There are all sorts of technical requirements associated with a sheriff’s sale in Indiana.  Ind. Code § 32-29-7-3(c)-(h) outlines some of them, including the notice rules.  The county civil sheriff’s offices typically handle many of the requirements after the lender praecipes for a sale.  Although lenders and counsel should undertake reasonable efforts to monitor and assist the sheriff, the fact is that you’re at the mercy of the sheriff to ensure that certain procedures are followed.  Seemingly 99.9% of the time the sheriffs do their jobs and do them well. 

The challenge.  From time to time, borrowers will challenge the legitimacy of a sheriff’s sale.  Gee v. Green Tree Servicing, LLC, 2010 Ind. App. LEXIS 1904 (Ind. Ct. App. 2010) (click and save for .pdf) is one of those cases.  The borrower/mortgagor specifically attacked the validity of the notice given.  The issue was: 

Whether the sheriff’s sale was procedurally deficient because the sheriff posted notice of the sale not at the permanent county courthouse but at the county’s temporary court offices.

The irregularity.  About the time that the sheriff’s sale was to occur in Gee, repairs were ongoing at the Grant County courthouse.  Three of Grant County’s four courts had relocated to temporary courtrooms in another county office building.  A bulletin board was located next to the door to the temporary courtroom.  The employee of the county sheriff’s department, who was responsible for conducting sheriff’s sales and arranging for statutory notice of such sales, testified that, after the court moved, she began posting statutory notice on the bulletin board at the temporary courtroom rather than the bulletin board at the courthouse.  Indeed for a period of time notices were not published on the permanent courthouse bulletin board. 

The rule.  The controlling statute is Ind. Code § 32-29-7-3(e), which states:

The sheriff also shall post written or printed notices of the sale at the door of the courthouse of each county in which the real estate is located. 

The operative statutory language in Gee was “at the door of the courthouse.” 

What’s a courthouse?  The opinion tackled the question of what the word “courthouse” means.  Is it a particular building or is it any building housing trial courts?  Indiana statutes do not define the term.  The Court turned to Black’s Law Dictionary, which defined a courthouse as the “building where the judge or judges convene to adjudicate disputes and administer justice.”  Based on that definition, the Court concluded that the “plain meaning of the statute applies to the temporary courtrooms . . ..”  The Court of Appeals therefore affirmed the trial court’s holding that, under the circumstances, the sheriff substantially complied with Ind.

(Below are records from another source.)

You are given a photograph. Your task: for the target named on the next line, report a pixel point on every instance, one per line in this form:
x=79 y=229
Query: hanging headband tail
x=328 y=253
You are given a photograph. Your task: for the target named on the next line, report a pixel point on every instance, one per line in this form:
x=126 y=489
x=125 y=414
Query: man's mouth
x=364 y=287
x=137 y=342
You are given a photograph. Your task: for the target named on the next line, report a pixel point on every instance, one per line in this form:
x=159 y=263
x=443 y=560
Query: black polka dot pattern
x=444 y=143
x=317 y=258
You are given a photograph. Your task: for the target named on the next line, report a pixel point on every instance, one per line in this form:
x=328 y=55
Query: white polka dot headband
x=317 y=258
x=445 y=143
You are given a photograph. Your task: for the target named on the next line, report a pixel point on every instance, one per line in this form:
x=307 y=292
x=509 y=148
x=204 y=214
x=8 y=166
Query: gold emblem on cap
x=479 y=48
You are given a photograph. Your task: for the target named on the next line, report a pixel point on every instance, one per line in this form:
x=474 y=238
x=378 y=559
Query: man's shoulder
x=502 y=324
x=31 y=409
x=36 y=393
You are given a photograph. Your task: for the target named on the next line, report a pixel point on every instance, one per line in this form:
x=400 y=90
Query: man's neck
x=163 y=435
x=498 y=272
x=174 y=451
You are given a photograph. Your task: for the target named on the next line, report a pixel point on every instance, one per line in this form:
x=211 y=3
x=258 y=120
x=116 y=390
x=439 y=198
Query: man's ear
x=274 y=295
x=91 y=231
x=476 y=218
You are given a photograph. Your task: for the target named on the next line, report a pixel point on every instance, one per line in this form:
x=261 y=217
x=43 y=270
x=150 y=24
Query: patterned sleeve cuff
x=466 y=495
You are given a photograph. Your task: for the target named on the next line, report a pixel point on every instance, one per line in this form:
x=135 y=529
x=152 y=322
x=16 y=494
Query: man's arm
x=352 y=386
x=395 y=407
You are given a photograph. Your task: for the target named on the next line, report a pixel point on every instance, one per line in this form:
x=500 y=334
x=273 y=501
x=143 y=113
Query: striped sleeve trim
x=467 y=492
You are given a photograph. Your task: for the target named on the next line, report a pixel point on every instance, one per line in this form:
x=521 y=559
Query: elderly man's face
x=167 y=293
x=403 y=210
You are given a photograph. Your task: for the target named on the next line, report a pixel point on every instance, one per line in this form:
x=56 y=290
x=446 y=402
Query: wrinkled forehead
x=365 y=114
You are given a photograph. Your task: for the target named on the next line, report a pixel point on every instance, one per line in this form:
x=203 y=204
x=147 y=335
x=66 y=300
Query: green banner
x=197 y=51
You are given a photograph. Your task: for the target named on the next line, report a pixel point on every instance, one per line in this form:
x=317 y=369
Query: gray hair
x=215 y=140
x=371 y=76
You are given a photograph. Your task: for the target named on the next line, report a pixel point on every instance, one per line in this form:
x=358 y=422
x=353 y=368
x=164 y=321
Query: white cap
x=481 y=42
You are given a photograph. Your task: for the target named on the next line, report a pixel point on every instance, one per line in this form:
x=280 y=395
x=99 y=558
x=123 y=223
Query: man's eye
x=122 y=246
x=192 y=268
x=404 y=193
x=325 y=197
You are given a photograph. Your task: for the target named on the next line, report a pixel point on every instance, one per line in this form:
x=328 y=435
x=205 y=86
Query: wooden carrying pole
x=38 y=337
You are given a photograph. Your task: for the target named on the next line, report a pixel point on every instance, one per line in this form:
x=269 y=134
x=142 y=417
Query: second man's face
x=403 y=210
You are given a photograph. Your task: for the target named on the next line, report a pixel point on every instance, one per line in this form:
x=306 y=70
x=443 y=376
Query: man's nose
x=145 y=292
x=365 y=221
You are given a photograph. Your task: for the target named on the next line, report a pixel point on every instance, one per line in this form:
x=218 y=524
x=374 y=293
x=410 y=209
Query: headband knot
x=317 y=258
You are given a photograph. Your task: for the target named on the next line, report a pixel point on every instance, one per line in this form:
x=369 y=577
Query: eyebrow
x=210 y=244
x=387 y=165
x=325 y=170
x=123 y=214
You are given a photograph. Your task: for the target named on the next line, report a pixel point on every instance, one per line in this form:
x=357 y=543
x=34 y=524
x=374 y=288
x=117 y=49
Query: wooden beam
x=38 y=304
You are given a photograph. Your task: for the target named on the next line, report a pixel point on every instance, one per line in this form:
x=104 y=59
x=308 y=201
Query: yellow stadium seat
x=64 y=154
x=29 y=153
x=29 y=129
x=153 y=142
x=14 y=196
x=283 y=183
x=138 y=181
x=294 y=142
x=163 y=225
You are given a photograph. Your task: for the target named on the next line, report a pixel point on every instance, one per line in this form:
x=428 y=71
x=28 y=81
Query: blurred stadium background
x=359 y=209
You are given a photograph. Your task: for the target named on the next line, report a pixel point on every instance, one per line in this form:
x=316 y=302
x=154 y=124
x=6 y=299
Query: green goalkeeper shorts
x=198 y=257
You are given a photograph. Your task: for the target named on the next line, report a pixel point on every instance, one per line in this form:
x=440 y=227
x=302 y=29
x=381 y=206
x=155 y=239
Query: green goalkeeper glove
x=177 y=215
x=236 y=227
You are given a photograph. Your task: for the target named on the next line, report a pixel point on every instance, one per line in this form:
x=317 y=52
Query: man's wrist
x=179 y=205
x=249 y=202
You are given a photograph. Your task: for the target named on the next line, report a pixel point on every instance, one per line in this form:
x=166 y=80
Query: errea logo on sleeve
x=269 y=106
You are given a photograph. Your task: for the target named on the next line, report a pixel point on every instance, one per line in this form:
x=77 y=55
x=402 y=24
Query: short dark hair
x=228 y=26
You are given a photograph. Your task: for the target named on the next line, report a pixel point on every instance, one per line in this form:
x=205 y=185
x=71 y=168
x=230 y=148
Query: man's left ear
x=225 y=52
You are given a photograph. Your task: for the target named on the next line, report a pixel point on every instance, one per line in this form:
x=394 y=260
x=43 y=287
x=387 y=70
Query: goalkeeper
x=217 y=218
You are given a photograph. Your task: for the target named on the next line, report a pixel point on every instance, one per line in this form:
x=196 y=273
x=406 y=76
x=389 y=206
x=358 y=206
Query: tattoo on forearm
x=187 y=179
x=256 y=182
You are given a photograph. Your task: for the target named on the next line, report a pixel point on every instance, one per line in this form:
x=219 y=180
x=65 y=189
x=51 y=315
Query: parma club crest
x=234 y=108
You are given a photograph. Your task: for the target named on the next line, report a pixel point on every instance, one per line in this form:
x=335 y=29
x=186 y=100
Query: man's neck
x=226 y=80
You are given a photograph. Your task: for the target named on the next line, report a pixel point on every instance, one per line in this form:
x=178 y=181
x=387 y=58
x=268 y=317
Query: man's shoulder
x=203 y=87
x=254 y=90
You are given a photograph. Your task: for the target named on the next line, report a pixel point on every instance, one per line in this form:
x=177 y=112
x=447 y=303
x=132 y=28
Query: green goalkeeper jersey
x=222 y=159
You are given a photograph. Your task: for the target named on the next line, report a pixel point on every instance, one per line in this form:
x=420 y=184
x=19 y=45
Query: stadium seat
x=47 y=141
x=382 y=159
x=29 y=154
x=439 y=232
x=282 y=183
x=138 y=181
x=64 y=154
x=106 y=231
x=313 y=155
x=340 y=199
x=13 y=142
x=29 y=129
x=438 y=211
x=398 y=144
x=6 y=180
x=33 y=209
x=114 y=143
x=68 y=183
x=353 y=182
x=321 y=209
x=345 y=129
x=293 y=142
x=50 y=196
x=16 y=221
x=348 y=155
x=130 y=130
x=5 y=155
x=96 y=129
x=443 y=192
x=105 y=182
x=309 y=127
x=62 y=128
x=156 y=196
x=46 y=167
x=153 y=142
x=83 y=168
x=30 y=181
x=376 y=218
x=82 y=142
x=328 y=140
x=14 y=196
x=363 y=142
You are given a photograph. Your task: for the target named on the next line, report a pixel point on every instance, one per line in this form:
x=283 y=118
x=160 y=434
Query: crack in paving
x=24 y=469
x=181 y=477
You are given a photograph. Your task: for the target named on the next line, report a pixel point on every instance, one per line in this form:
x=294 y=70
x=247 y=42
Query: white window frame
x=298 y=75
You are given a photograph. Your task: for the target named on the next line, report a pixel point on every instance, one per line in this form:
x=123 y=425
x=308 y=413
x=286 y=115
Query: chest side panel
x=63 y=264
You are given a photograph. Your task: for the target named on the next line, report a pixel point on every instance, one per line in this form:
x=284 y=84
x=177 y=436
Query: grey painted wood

Code § 32-29-7-3(e) and that the borrower’s motion to set aside the sale should be denied.  The sale was not “procedurally irregular.”

Cover the bases.  As a side note, the Court posed the question of whether the sheriff should have posted notice of the sale at both the temporary courtroom and the permanent courthouse.  Because the borrower did not officially raise that issue in her appeal, the Court did not address it.  But, it seems to be advisable for sheriffs to post notices at all functioning courthouses in the county.  Indeed, Grant County began to post notices at both locations due to the challenge in Gee.

Gee is a reminder that there are a number of hoops through which a lender and a civil sheriff’s office must jump in order to perfect a sheriff’s sale.  Gee also illustrates that the General Assembly has built into Indiana’s judicial/statutory mortgage foreclosure system several procedural protections for borrowers/mortgagors that, by design, cause the real estate repossession process to take time.